Mis ojos están secos y yo sufro
unas inmensas ganas de llorar.

Yo no sé si estoy triste por el alma
de mis fieles difuntos
o porque nuestros mustios corazones
nunca estarán sobre la tierra juntos.


Delmira Agustini en LO INEFABLE pregunta
.
Yo muero extrañamente... No me mata la Vida,
no me mata la Muerte, no me mata el Amor;
muero de un pensamiento mudo como una herida...
¿No habéis sentido nunca el extraño dolor
de un pensamiento inmenso que se arraiga en la vida
devorando alma y carne, y no alcanza a dar flor?
¿Nunca llevasteis dentro una estrella dormida
que os abrazaba enteros y no daba un fulgor?

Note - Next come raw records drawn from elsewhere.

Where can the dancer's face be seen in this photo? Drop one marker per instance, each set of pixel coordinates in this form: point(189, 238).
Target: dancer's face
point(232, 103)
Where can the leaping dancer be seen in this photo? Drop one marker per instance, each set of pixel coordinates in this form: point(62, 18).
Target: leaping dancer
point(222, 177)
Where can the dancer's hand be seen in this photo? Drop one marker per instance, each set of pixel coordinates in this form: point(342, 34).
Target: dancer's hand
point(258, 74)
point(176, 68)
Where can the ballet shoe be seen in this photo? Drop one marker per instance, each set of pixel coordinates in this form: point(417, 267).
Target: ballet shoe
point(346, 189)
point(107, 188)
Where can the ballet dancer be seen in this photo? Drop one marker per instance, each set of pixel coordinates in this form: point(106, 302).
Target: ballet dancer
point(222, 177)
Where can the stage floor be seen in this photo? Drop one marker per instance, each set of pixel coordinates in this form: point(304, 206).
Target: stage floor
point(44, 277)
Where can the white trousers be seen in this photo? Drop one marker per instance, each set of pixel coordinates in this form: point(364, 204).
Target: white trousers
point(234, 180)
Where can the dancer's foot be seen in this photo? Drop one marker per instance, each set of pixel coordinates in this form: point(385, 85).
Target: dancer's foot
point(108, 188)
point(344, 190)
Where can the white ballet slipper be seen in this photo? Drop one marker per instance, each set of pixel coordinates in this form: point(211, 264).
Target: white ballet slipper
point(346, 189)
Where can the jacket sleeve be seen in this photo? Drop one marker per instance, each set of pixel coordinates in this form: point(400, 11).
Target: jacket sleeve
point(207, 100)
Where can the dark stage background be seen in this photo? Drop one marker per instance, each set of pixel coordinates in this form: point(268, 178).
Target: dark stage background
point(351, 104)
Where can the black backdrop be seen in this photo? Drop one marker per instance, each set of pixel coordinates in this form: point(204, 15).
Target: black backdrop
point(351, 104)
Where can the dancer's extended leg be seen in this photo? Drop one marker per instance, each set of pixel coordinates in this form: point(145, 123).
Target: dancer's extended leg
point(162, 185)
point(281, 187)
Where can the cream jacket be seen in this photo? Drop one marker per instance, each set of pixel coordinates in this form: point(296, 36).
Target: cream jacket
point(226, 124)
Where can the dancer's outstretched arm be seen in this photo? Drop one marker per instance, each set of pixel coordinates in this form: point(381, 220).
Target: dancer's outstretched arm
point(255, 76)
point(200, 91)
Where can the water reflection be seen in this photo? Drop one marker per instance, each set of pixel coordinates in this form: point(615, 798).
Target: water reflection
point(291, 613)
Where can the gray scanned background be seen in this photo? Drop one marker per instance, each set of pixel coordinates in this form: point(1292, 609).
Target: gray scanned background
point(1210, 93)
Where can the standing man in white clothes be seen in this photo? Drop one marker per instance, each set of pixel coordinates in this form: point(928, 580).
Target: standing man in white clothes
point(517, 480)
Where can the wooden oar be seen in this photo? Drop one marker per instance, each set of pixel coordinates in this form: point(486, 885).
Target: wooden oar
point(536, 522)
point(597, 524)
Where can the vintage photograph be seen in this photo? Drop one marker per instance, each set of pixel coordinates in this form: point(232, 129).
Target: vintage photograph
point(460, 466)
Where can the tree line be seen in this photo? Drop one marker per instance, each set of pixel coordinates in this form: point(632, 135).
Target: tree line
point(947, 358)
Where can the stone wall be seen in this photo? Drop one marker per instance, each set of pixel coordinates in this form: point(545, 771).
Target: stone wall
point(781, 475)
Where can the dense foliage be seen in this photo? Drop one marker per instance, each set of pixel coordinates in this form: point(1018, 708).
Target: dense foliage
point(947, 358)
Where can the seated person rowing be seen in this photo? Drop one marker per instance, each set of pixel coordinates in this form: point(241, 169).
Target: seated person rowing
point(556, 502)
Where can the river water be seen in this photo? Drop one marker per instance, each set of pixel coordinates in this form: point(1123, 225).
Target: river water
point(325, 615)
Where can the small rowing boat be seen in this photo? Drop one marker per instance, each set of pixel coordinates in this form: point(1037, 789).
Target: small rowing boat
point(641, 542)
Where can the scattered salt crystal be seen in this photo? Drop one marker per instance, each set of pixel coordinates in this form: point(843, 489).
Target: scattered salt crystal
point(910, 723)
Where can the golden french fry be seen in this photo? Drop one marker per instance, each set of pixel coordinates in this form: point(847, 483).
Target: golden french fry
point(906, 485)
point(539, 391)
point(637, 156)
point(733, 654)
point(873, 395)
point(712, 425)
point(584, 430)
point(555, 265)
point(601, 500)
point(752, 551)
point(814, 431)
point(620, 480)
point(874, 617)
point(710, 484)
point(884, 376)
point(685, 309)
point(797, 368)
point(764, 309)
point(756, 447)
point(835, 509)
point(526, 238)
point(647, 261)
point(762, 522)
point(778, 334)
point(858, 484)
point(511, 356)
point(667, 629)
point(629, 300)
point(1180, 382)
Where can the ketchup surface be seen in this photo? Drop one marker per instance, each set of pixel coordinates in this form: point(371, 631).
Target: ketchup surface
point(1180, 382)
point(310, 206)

Pablo Neruda en FAREWELL confiesa

Amo el amor de los marineros
que besan y se van.
Dejan una promesa.
No vuelven nunca más.
En cada puerto una mujer espera,
los marinos besan y se van.
Una noche se acuestan con la muerte
en el lecho del mar.

En 1968 Roberto León Santander reflexiona

El lobo mató al cordero
y hoy sus hijos comen pan
Para vivir es necesario comer
Los hijos del lobo tienen derecho a comer
aún a costa de la vida ajena

Luego entonces, los hijos del codero tienen derecho a comer para morir

Para 1971, en memoria de un 2 de octubre, toma en sus manos la muerte y la desea con fervor y coraje

En mis brazos tengo su cuerpo
tan frío que hiela mis manos

Mi hermano ha muerto

¡Lo mataron los soldados!

Quiero gritar y no puedo
siento asfixiarme en mi agonía
justicia clamo al infierno
¡muerte al que cegó su vida!

Y en NUESTRA CITA sublima su soledad

…Y ahí en la soledad de nuestro exilio
te amaré
con la energía de mis besos
y el dolor de mi delirio
y en un solo beso
se perderá la agonía de mi espera
como se pierde el temor a la muerte
cuando ya se ha muerto.
Y así tú como la muerte
y así yo como ya muerto
lucharemos para vencer la vida
que nos separa
por el amor que nos reclama
y nos invita al calor de tu lecho.
Pero es la media noche ya
y yo aquí aún te espero,
aunque sé que ya no vendrás
porque tú
¡amada muerte!
te perdiste hoy
en el tiempo.

Finalmente, en MI AMIGO EL POETA hace memoria

Este zapato viejo me recuerda
el triste paso de mi amigo el poeta
……………………………….

Hoy tampoco sé si este zapato era suyo
o era mío;
lo que sí sé es que este zapato roído
me recuerda su paso lento
y la cara de estúpido que puse
cuando supe que había muerto.

La muerte es un hecho natural, el cual al volverse objeto de la conciencia, se mitifica porque se le concibe como semejante al ser humano, sólo que, a diferencia de éste, cuenta con poderes mágicos, sobrehumanos, sobrenaturales. No obstante, el poeta la toma como un ícono que da sentido a la vida humana misma, aunque también ella es, nada más y nada menos, su negación absoluta. El poeta estetitiza su relación con la muerte, la hace poesía. Pero no cualquier muerte… sólo la humana, o la que afecta intereses de cualquier índole del ser humano. Si muere el perro o el árbol, el sentimiento de abandono no lo viven los demás perros o árboles. Soberbio, egoísta, ególatra antropocentrismo: que más da… no puede ser de otro modo.